PAI avait repris Stoeffler en 1998 à Danone
Pierre Schmidt reprend ainsi la totalité du capital du spécialiste de la choucroute, Stoeffler, qui depuis début 1999, évoluait dans le portefeuille du fonds PAI. Ce dernier, qui en détenait depuis lors 75 % -le solde appartenant au fondateur Bernard Stoeffler-, l’avait acquis auprès de Danone pour une cinquantaine de millions d’euros. Il réalise aujourd’hui 86 M€ de chiffre d’affaires. « Tous deux sont présents sur le marché de la charcuterie et des produits traiteurs frais en grande distribution et dans la restauration; aussi, cette opération leur permet d'accroître leur taille critique et leurs synergies », indique Elie Auriac, le DG de Messis Finance. Stoeffler, qui pour sa part était conseillé par Natixis (Pascal Bridier) et Willkie Farr (Daniel Payan) est davantage présent dans le libre-service tandis que l’on croise la marque Pierre Schmidt plutôt aux rayons coupe et traiteur. Ils vont en outre développer l’export, encore minoritaire dans le chiffre d’affaires.

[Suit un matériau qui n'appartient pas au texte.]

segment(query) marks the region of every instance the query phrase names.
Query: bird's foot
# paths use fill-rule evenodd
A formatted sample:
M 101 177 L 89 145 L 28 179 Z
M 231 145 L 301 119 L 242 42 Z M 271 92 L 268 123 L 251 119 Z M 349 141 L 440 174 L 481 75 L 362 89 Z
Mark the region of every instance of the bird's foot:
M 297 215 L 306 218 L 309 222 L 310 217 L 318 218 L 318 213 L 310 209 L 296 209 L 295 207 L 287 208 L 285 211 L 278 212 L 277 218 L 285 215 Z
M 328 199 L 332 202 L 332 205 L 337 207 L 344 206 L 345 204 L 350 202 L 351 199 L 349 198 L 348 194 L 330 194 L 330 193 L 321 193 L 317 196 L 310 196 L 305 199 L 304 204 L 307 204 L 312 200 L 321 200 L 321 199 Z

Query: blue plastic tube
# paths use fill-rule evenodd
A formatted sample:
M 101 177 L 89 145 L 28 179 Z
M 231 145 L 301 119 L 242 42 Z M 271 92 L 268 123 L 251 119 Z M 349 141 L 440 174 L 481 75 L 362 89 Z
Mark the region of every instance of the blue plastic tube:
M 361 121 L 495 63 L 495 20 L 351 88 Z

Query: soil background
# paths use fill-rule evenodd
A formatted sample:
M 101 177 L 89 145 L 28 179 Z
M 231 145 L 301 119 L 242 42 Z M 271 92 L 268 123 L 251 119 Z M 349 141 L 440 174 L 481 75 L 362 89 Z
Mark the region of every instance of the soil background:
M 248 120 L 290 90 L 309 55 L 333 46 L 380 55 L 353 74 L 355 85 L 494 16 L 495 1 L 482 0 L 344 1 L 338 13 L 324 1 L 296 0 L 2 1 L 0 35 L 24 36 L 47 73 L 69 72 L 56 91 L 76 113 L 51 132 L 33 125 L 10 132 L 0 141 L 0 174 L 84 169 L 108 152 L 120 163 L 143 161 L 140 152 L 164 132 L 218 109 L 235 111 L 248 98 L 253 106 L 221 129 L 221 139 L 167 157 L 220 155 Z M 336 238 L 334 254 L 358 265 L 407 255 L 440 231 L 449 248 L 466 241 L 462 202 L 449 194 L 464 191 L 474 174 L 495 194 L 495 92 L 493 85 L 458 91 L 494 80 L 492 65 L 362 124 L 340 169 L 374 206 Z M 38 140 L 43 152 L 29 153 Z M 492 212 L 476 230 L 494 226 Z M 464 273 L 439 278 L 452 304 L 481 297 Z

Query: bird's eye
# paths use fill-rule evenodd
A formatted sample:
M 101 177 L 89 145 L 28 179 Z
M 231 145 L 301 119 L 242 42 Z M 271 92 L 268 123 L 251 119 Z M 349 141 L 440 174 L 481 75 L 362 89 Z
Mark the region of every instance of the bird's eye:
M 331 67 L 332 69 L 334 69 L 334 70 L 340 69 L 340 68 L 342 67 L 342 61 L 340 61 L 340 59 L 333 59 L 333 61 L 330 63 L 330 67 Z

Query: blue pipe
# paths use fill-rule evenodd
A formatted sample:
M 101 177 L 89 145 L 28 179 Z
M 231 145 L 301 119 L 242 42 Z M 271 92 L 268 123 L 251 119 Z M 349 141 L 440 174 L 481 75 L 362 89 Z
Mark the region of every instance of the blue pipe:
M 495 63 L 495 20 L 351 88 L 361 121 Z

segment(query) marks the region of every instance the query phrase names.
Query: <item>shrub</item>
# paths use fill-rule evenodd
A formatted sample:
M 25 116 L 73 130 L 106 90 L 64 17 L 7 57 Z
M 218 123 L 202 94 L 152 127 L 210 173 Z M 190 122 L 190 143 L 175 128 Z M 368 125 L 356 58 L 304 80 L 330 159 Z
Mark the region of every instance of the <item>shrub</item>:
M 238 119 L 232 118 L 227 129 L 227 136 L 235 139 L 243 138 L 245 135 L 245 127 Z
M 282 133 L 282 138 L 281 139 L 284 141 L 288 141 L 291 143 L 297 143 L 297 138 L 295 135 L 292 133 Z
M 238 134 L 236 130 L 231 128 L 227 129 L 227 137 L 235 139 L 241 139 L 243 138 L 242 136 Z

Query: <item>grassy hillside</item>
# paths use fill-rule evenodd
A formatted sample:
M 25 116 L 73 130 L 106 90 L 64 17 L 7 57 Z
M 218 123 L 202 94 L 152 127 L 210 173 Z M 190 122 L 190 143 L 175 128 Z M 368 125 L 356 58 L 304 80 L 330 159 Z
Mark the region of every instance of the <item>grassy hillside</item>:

Un mix equity-mezanine mené par Cerea Mezzanine
La fusion donne naissance à un des premiers traiteurs français fort de 170 M€ de chiffres d’affaires et employant près de 700 personnes. Le prix de la transaction n’est pas divulgué mais selon nos informations, les Ebitda respectifs sont de l’ordre de 5 % et la valorisation s’est effectuée sur un multiple de 7. Le financement de l’opération s’est réalisé par un mix equity mezzanine apporté par Cerea Mezzanine (Pierre Geerolf), mais aussi Fortis, CIC et Nexicap. BNPP, CIC et Banques Populaires ont financé la dette bancaire. Selon Elie Auriac, « le montage peu leveragé laissera au nouvel ensemble les moyens necessaires pour son developpement ».